Towards Automated and Marker-less Parkinson Disease Assessment: Predicting UPDRS Scores using Sit-stand videos
Mehta, Deval, Asif, Umar, Hao, Tian, Bilal, Erhan, Von Cavallar, Stefan, Harrer, Stefan, Rogers, Jeffrey
This paper presents a novel deep learning enabled, video based analysis framework for assessing the Unified Parkinsons Disease Rating Scale (UPDRS) that can be used in the clinic or at home.
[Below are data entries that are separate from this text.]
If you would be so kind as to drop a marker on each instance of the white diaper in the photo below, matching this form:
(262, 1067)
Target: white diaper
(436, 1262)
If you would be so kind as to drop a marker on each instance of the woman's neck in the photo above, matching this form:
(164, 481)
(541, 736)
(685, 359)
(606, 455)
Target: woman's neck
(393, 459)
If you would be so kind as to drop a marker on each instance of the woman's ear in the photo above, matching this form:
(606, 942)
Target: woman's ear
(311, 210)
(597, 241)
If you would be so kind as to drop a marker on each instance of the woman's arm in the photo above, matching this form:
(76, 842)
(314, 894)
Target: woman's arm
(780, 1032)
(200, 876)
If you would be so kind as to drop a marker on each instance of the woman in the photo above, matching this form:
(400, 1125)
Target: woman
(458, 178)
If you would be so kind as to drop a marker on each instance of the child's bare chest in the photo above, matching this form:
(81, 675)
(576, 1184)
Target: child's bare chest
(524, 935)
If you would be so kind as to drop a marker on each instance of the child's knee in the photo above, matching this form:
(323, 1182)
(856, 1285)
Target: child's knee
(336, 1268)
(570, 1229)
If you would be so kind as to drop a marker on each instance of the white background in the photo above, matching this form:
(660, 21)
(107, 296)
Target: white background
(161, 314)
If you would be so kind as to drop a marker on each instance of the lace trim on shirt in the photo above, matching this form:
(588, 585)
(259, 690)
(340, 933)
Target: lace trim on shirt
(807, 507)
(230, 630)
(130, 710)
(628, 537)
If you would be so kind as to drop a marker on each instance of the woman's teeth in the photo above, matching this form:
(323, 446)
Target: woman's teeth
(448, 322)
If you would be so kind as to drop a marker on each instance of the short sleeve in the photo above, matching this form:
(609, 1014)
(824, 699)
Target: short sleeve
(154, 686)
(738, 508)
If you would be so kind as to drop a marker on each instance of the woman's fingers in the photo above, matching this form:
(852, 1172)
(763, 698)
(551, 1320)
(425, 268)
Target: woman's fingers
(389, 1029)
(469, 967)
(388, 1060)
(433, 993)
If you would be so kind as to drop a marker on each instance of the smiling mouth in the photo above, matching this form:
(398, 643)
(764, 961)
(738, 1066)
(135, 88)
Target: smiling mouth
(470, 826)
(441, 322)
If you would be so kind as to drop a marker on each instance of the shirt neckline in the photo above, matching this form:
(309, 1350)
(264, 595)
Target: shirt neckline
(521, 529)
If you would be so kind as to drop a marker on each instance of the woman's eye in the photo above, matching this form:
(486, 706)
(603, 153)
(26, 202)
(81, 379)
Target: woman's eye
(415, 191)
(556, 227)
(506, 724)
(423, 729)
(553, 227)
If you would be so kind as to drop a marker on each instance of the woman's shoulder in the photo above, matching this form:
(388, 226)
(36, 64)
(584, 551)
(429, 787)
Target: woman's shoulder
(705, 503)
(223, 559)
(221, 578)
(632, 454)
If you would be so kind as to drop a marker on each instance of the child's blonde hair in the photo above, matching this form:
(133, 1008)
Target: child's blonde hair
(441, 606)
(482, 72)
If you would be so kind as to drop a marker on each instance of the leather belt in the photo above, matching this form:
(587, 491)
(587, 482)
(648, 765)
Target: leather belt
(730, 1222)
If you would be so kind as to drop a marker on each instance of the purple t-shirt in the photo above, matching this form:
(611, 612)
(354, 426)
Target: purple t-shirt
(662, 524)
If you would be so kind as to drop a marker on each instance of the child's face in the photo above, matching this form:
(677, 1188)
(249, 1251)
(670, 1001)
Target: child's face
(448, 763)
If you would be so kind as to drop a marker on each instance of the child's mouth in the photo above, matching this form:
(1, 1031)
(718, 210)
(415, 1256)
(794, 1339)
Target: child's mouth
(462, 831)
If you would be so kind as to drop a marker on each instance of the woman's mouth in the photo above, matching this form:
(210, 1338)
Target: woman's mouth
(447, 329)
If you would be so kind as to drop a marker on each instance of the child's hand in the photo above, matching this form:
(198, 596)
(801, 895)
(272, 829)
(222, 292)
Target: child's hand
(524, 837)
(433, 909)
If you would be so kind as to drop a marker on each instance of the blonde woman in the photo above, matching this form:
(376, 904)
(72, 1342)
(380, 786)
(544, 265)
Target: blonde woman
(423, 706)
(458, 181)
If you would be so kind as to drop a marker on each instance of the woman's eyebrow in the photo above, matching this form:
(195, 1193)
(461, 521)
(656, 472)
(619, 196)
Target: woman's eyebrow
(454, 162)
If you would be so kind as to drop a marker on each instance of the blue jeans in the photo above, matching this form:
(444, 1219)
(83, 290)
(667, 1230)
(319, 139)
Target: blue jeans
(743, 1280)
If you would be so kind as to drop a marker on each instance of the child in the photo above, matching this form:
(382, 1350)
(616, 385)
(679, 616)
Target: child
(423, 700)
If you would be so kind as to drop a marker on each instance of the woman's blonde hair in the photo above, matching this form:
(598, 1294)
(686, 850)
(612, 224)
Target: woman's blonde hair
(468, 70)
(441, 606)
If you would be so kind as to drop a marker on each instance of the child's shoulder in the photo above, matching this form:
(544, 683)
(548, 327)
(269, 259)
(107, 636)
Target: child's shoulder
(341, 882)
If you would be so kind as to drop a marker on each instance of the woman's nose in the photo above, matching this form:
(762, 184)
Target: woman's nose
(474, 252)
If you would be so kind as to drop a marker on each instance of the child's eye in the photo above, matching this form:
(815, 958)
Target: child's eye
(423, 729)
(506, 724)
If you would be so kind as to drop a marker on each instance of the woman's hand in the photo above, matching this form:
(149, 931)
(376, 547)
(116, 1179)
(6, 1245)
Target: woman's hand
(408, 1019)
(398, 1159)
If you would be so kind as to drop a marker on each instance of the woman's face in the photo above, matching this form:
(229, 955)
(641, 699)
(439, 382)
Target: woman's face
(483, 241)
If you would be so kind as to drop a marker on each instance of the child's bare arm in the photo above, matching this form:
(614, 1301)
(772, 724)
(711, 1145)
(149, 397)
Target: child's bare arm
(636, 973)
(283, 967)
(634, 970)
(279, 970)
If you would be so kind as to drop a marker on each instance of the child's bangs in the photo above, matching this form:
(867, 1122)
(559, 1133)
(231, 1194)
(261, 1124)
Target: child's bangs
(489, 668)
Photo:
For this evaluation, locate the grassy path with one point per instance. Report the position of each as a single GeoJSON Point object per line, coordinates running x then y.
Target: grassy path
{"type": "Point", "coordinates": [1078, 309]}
We report results from comparing the performance of the framework to that of trained clinicians on a population of 32 Parkinsons disease (PD) patients. In-person clinical assessments by trained neurologists are used as the ground truth for training our framework and for comparing the performance. We find that the standard sit-to-stand activity can be used to evaluate the UPDRS sub-scores of bradykinesia (BRADY) and posture instability and gait disorders (PIGD). For BRADY we find F1-scores of 0.75 using our framework compared to 0.50 for the video based rater clinicians, while for PIGD we find 0.78 for the framework and 0.45 for the video based rater clinicians. We believe our proposed framework has potential to provide clinically acceptable end points of PD in greater granularity without imposing burdens on patients and clinicians, which empowers a variety of use cases such as passive tracking of PD progression in spaces such as nursing homes, in-home self-assessment, and enhanced tele-medicine.